# Lilith, my friend, we miss you.



## urchin (May 28, 2014)

Hi everyone, we need your help. 

A few months ago, some of you may remember, I asked for help finding a friend. She was okay after all with her family in Idaho, I just didn't know where she was.

Well now she is missing. I can't go into details but her family and I think she plans on being back because she didn't take some things she loves like the tambourine I bought her. She also didn't tell me anything or leave a note, which is not like her. We know she took her pack and sleeping bag but besides that her mom said she didn't seem to take anything else. 

She hasn't contacted anyone but late Sunday night she seemed to have gotten on Facebook and saw some messages. There is a small chance it was not her because a few days before she lost her iPod (which I am sure is part of the reason she has not let me, the person she loves and trusts most, know anything) but we are holding out hope. She probably hasn't thought to stop by a library yet since Monday was Memorial Day and it throws off things a bit. 

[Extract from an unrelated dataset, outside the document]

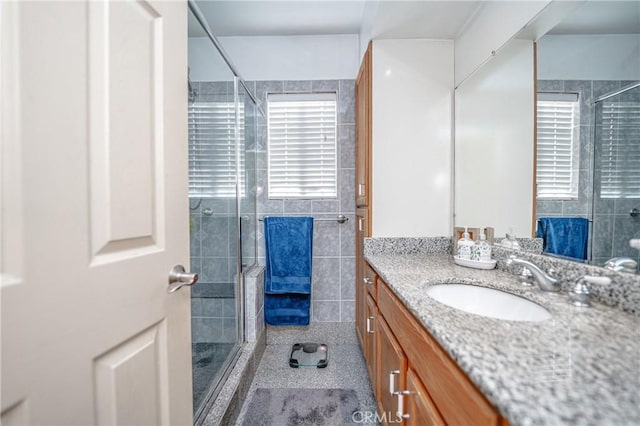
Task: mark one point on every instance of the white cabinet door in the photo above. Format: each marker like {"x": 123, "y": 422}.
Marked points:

Anyway her name is Lilith and here are some photos of her. Please please help us find her. She is my best friend and her family at least wants to know she is okay.


----------



## janktoaster (May 28, 2014)

I hope you find her and that she's safe. I'll remember the face


----------



## urchin (May 28, 2014)

Thank you so much Jank. It's appreciated a lot. It's taken a bit of a toll on me and her mom. She's been missing since Saturday and I found out Sunday. Ever since I made it my mission to find her to at least know how she is.


----------



## DesertRat (May 28, 2014)

Hopefully she's safe and just decided to go "off the grid" for a few. I'll keep an eye out here in Northern Nevada.


----------



## urchin (May 29, 2014)

I found out where she is/is headed. Don't ask how and I won't lie.

Is she okay? I don't know.Maybe now but not soon.....


----------



## DesertRat (May 29, 2014)

urchin said:


> I found out where she is/is headed. Don't ask how and I won't lie.
> 
> Is she okay? I don't know.Maybe now but not soon.....



No questions from me.

At least you found her.


----------



## urchin (May 30, 2014)

We didn't find her yet, but we are close.


----------



## DesertRat (May 30, 2014)

I read too much into your post.

Apologies.


----------



## urchin (May 30, 2014)

It's okay. It means a lot that people even care to keep an eye out. Thank you everyone.


----------



## Sip (May 30, 2014)

Good luck, Urchin. We're rooting for her.


----------



## urchin (Jun 2, 2014)

She is headed to or in the Eugene/Springfield area. We have yet to hear from her. Please anyone in that area keep an eye out for her. If you see her at least tell her to check at Station 7. I left my number there and tomorrow will leave more info.


----------



## urchin (Jun 6, 2014)

She is in Portland. Seen as recently as Monday. Maybe today too. I am in Portland too. If you see me please give me help. I will provide any info you need and would love to just have someone there. 

I am black, have a purple hat on, a purple and black pack, red melodica case, and a tambourine on my chest.


----------



## urchin (Jun 8, 2014)

I found her just after noon today. She is safe and sound with her family and I now.


----------



## DesertRat (Jun 8, 2014)

That is damn awesome! Glad you found her. 

Hats off and Bravo!


----------



## urchin (Jun 8, 2014)

I am too. Now I can deal with my own issues.


----------